To Waks, polka dots represent the whimsical past, and go hand in hand with the advertisement imagery he utilizes which is supposed to be happy but also represents also the darker side of consumerism and capitalism. The objective to make money by convincing others to buy a product is also made clear in his paintings.
“The whole show is kind of about the ambivalence of consumer culture capitalism,” Waks said. “The dots are a happy thing. You can’t not smile If you look at polka dots. So eventually, I actually painted polka dots on the back of my house in Bayonne. Then I decided to work them into this new work.”
However, this isn’t exactly Waks first rodeo when it comes to painting color or polka dots. He said he has recently completed murals in North Bergen and Jersey City where he used similar motifs.
“It’s kind of a polka dot streak,” Waks said. “I’ve been experimenting with color, like in small paintings that I was showing in group shows. I had a show in the city two years ago where I used color but they were really small and it wasn’t polka dots, it was a different kind of pattern. So this is like the first time I’ve done this kind of work.”
Those motifs were not accompanied by the consumerist iconography and advertisement imagery of Amercian capitalist society starting in the 1950s and beyond. This work including those symbols, with obvious inspirations drawn from pop artists like Andy Warhol, Roy Lichtenstein, Richard Hamilton, and Edward Ruscha, is not like any he has completed before.
“The main theme is like the two sides of a coin,” Waks said. “I’m ambivalent, like I don’t think that our consumer culture and our capitalist society has like worked really well for everyone. I’m doing okay myself but I look at the country and it’s not working out for so many people. At the same time, I’m an ambivalent consumer. I have like 60 pairs of sneakers. So it’s celebrating consumerism but at the same time, it’s a caveat or the other side of the coin of over consumption or convincing ourselves that we need this or that to make our lives better.”
Waks crafts his masterpieces by first collecting old newspapers advertisements from the 1950s to the 1970s. Using the newspaper images, he makes a collage and adheres them to the canvas. Then Waks painstakingly paints over the canvas with thousands of tiny brushstrokes. The texture of the black oil paint and beeswax adds another dimension in contrast to the New Jersey license plate yellow to the already out-of-this-world pieces.
Wak’s work is fun and whimsical aiming to make viewers laugh, yet they also invite those who gaze upon them to think. While the paintings may be playful, they are double-sided commentary on American consumerism that went hand in hand with suburban life at the time of the ads used in his paintings.

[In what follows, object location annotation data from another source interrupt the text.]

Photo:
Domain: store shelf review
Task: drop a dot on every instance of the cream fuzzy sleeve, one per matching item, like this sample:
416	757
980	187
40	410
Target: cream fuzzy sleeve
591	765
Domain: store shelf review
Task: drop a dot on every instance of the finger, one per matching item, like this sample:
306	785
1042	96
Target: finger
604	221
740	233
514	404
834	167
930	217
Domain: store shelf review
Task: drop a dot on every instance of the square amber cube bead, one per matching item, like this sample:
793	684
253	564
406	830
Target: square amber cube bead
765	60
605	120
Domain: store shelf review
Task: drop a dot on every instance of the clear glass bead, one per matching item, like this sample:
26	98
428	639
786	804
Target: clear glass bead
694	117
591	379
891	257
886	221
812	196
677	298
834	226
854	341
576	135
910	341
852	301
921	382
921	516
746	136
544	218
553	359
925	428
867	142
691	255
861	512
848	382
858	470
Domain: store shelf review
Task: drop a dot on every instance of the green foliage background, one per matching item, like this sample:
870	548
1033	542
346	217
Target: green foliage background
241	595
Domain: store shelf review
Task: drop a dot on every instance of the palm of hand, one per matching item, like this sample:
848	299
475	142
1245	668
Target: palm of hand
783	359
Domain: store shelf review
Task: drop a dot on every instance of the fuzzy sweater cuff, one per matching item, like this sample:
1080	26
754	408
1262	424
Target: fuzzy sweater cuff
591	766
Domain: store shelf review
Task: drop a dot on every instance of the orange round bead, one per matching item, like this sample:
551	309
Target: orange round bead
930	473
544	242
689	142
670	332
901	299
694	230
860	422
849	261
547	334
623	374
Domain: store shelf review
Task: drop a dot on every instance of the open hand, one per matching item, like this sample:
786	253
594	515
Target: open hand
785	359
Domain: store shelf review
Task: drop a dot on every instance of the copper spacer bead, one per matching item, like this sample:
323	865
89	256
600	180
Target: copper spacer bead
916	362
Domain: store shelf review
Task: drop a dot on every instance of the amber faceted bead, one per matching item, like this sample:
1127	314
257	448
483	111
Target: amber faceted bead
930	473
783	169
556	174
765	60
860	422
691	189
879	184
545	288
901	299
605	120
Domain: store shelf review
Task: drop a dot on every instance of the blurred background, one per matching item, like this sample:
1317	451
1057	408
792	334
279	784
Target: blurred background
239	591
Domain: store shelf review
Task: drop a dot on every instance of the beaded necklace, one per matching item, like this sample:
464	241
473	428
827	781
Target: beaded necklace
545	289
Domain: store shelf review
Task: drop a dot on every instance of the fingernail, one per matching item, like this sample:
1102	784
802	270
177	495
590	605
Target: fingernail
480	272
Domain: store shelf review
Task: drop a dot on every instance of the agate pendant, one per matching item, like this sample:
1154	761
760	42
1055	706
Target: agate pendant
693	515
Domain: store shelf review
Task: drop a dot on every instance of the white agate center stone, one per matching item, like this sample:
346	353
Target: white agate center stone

This stems from Waks’ enthusiasm in history and also being a collector and archivist, seeking to decontextualize these common icons and emblems of the era. In “Parade of Values- Defenders of Freedom,” he aimed to illustrate a nostalgic and idealized past through the capitalist advertisements of the past and his own relationship with them, whether positive or negative.
Waks’ pieces are a commentary not only on the past, but on the country’s continuing obsession with consumerism and how it bled into the fabric of American culture. He faces this reality with both humor and irony in the text and images he chose, although there is a slight feeling of hope amid the critique he serves.
“There’s not one particular theme of each painting,” Waks said. “Taken together, that’s what the paintings are about.”
The exhibit by Waks will run until April 9. For more information, go to xdollhausx.com.
Waks concluded: “I try to make my work so it’s accessible, but it makes you think, makes you laugh. I hope people enjoy it for those purposes, hopefully find it aesthetically pleasing and hope it makes them think a little bit.”